Association between allergic sensitization and intestinal parasite infection

Allergy Study

While protozoa infection is negatively associated with allergic sensitization in general, infection with geohelminths are associated with a lower risk of polysensitization in schoolchildren - News from the DASH study

Inconsistent data exist regarding the influence of parasitic infection on the prevalence of allergic sensitization and allergies. In the Disease, Activity and Schoolchildren's Health (DASH) study, Swiss and South African researchers have therefore performed a cross-sectional study in 587 schoolchildren aged 8-12 years in Gqeberha (formerly Port Elizabeth), South Africa, in June 2016. Participants were screened for reactivity to common allergens by skin prick tests and for parasitic infections by stool tests. Additionally, questionnaires were completed to record allergic symptoms the children may have experienced.

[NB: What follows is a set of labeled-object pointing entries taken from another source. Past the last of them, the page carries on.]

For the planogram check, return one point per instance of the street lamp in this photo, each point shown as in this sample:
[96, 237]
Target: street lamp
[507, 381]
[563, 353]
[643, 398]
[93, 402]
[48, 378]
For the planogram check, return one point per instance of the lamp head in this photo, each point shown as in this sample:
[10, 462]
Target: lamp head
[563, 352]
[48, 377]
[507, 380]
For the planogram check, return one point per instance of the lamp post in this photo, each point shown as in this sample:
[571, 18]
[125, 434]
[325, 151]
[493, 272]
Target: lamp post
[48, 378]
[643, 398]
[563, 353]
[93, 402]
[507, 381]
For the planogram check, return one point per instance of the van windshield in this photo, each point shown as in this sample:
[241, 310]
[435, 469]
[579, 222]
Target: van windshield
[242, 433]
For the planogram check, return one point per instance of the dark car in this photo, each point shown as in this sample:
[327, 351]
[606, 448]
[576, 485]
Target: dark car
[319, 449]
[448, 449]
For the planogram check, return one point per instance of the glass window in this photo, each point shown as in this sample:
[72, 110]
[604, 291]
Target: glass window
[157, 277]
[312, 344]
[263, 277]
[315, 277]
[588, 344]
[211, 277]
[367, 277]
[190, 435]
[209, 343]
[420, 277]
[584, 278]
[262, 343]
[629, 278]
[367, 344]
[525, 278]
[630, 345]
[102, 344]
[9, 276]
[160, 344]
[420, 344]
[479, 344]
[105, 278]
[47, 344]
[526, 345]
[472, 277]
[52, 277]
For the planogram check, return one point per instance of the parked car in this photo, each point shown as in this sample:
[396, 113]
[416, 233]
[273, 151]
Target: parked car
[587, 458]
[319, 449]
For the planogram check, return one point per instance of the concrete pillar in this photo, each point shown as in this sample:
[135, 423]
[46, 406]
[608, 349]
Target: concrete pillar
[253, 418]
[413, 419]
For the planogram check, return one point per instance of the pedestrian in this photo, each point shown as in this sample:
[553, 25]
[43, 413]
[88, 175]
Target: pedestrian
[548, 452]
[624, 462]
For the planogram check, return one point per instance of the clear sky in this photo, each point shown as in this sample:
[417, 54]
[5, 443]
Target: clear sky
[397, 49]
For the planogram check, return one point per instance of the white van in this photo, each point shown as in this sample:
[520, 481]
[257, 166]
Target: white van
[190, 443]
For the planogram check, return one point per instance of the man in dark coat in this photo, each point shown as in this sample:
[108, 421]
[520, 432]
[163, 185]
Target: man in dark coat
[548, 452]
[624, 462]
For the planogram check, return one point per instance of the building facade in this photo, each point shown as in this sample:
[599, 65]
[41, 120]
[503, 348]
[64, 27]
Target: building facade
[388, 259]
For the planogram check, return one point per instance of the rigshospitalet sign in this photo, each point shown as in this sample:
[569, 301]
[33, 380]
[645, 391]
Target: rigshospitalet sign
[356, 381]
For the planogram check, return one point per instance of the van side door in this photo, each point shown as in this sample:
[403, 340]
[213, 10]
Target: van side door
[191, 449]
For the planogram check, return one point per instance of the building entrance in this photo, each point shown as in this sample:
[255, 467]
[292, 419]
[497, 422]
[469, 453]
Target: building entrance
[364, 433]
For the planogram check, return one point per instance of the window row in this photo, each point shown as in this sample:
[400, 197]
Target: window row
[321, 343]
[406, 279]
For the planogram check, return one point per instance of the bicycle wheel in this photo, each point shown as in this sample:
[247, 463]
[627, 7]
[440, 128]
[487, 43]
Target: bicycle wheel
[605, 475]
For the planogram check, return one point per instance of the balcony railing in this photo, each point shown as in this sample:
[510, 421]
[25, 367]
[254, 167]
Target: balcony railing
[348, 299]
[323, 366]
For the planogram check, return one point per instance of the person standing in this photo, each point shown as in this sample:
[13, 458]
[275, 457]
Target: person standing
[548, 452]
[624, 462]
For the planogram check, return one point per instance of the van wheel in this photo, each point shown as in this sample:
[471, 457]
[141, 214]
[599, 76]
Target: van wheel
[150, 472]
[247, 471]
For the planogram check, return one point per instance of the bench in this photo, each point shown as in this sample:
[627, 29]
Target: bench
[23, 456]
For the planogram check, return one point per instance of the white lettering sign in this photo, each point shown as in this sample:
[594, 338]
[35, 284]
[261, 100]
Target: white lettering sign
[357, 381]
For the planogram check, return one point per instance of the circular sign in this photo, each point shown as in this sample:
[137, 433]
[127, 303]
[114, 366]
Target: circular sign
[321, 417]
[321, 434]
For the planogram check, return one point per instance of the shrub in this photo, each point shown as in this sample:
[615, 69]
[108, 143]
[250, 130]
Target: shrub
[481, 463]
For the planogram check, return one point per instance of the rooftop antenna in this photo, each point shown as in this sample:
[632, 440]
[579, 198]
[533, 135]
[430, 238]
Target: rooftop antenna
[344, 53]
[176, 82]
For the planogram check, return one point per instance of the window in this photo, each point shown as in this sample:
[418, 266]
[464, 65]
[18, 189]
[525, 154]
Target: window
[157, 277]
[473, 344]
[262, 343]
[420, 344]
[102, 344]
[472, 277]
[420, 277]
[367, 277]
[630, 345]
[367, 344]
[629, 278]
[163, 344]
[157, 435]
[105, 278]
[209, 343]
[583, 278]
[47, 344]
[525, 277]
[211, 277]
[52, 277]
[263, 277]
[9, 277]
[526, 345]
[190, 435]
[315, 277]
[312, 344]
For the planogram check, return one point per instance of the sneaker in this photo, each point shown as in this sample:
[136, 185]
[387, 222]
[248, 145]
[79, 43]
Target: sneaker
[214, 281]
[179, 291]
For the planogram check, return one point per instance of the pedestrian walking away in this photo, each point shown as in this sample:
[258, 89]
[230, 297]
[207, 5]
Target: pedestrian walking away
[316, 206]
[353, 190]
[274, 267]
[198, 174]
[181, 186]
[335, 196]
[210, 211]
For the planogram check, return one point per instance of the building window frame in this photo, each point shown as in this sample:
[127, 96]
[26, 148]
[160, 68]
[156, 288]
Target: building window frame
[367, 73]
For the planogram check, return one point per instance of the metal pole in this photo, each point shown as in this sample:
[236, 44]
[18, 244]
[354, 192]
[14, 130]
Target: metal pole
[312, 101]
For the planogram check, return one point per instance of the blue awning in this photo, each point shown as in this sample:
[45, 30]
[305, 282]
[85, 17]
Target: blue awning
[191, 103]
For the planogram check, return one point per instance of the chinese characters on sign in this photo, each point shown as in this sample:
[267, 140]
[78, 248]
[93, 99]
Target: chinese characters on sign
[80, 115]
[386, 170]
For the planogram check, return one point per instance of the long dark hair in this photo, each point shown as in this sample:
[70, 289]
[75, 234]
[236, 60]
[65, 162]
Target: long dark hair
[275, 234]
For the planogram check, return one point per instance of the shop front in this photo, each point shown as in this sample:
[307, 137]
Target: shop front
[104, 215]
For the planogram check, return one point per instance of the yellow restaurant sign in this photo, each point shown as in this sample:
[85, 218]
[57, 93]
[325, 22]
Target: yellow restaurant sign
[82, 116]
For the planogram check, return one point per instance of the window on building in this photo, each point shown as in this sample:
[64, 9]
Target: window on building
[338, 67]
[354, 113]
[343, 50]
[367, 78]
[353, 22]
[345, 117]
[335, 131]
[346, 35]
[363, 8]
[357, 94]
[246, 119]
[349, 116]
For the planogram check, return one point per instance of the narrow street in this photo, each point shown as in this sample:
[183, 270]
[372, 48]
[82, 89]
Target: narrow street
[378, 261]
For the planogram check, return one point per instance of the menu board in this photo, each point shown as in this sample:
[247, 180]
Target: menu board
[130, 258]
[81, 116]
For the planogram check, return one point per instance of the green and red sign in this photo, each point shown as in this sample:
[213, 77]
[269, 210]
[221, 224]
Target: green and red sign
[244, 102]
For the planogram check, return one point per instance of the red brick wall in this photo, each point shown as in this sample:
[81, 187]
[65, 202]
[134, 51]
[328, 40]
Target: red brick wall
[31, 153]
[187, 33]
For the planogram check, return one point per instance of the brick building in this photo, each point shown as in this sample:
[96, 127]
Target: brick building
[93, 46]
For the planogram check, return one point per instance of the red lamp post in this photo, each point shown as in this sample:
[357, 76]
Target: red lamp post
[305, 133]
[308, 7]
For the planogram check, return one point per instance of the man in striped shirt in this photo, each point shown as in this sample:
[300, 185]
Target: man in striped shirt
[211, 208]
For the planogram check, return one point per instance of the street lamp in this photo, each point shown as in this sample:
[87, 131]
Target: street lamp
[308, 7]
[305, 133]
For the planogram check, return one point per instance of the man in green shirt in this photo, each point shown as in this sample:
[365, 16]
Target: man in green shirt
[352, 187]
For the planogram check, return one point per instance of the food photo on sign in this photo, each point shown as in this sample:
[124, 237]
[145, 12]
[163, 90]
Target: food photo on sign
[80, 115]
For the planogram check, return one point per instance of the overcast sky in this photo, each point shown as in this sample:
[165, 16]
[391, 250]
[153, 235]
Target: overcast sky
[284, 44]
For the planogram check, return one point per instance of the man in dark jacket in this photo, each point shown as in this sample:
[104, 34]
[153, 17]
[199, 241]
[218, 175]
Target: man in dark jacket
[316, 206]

A positive skin prick test was found in 237 children (40.4%), about one third of whom were polysensitized. Sensitizations were most frequently detected against the house dust mites Dermatophagoides spp. (31.9%) and Blomia tropicalis (21.0%). Infections with geohelminths (Ascaris lumbricoides, Trichuris trichiura) were found in 26.8% and protozoan infections in 13.9% (Gardia lamblia, Cryptosporidia spp.) of all study participants. Of note, further analyses revealed significant negative associations between parasite infection and sensitization to Blomia tropicalis (OR: 0.54, 95% CI 0.33-0.88, p=0.01) and to Dermatophagoides spp. (OR 0.64, 95% CI 0.43-0.95, p=0.03). Moreover, while geohelminth infections were associated with a reduced risk of polysensitization (OR 0.47, 95% CI 0.25-0.86, p=0.014), protozoa infection protected against allergic sensitization in general (OR 0.44, 95% CI 0.22-0.88, p=0.02). However, whereas reported respiratory symptoms were significantly associated with house dust mites sensitization (ORs 2.48-1.54), only protozoan infection was associated with a reduced risk of dyspnea at rest (OR 0.30, 95% CI 0.10-0.85, p=0.02).

Taken together, these interesting new findings suggest that helminth infections are associated with a reduced risk of polysensitization while protozoan infection generally protects against allergic sensitization. Brandt and colleagues therefore conclude that the diverse effects of these parasitic infections on sensitization to house dust mites, on polysensitization and on sensitization in general, may provide interesting approaches for allergy prevention. This study was supported by grants of the Freiwillige Akademische Gesellschaft, Basel, Switzerland, and Mundipharma Medical Company, Basel, Switzerland, handed over to Oliver Brandt. The detailed research results are published in Clinical & Experimental Allergy :

Brandt, O., Wegenstein, B., Müller, I., Smith, D., Nqweniso, S., Adams, L., Müller, S., du Randt, R., Pühse, U., Gerber, M., Navarini, A., Utzinger, J., Labhardt, N. D., Schindler, C. and Walter, C. (2022) “Association between allergic sensitization and intestinal parasite infection in schoolchildren in Gqeberha, South Africa”, Clinical & Experimental Allergy. Wiley, Doi:10.1111/cea.14100.